Mi accorsi che Rigel non si era mosso di un centimetro da quando lo

avevo lasciato.

Mi seguì con lo sguardo, come per accertarsi che stessi bene. Poi, dopo

un momento, sciolse le braccia conserte e si decise ad alzarsi.

Restio, si incamminò verso lo studio.

Entrò dalla porta con passo misurato, eppure la prima cosa che pensò era

che lì non ci voleva stare.

Ultimamente… aveva sempre addosso una strana frenesia.

Una sensazione sfrigolante che gli accendeva il sangue.

Era viscerale, come un veleno.

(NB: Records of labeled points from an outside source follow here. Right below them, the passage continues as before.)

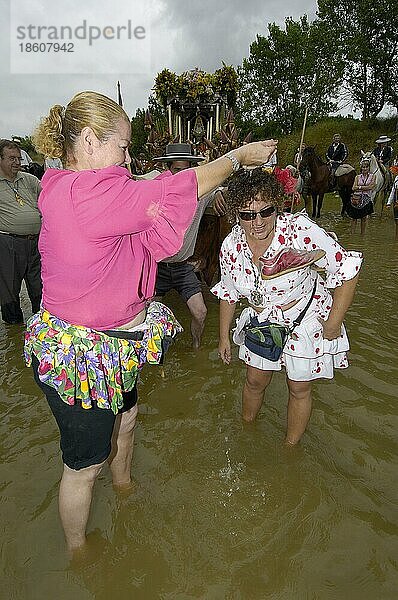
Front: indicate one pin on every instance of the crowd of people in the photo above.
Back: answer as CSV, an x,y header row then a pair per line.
x,y
98,248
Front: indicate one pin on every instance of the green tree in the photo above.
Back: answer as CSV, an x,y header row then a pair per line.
x,y
366,38
287,71
25,143
139,132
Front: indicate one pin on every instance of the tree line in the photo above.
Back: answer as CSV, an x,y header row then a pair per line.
x,y
347,55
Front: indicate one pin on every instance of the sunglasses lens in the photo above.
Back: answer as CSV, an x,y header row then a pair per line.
x,y
251,215
247,216
267,212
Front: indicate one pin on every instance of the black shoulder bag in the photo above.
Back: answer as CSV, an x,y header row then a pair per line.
x,y
268,339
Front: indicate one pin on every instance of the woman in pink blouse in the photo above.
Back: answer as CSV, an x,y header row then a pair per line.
x,y
316,346
101,238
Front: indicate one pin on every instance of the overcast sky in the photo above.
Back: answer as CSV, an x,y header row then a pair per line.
x,y
181,35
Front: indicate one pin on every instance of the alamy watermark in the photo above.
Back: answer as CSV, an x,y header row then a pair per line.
x,y
87,38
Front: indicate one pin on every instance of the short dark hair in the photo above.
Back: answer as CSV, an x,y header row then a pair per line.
x,y
247,185
8,144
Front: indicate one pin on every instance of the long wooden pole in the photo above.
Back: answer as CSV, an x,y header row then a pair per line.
x,y
301,147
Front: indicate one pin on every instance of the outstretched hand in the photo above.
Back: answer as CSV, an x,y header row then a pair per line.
x,y
256,153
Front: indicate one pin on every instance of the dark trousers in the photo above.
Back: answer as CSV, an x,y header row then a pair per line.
x,y
19,261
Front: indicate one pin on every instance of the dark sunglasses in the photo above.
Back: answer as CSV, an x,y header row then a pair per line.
x,y
250,215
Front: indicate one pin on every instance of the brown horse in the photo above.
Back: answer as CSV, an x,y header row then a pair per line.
x,y
320,182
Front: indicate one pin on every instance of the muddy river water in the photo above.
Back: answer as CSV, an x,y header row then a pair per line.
x,y
219,510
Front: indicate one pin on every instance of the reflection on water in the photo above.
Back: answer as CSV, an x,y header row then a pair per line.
x,y
222,510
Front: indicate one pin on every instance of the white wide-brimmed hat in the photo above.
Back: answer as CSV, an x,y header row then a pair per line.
x,y
382,139
179,152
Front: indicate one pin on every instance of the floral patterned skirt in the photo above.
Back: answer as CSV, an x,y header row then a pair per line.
x,y
85,364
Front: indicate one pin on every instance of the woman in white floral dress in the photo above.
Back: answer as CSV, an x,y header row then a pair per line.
x,y
319,344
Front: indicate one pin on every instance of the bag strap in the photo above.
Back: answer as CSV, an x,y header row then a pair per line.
x,y
302,314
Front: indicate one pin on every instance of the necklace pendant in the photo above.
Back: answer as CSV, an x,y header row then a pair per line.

Ritorto e delizioso.

Era lei.

Solo Nica riusciva a farlo bruciare così.

In un moto irriflessivo si voltò a cercare i suoi occhi: incrociò le sue iridi

splendenti solo per un istante, quanto bastava per imprimersela addosso.

Era come se ogni volta dovesse guardarla, vederla, per rendersi conto che

non era un sogno.

Che se si voltava a osservarla, lei incrociava i suoi occhi.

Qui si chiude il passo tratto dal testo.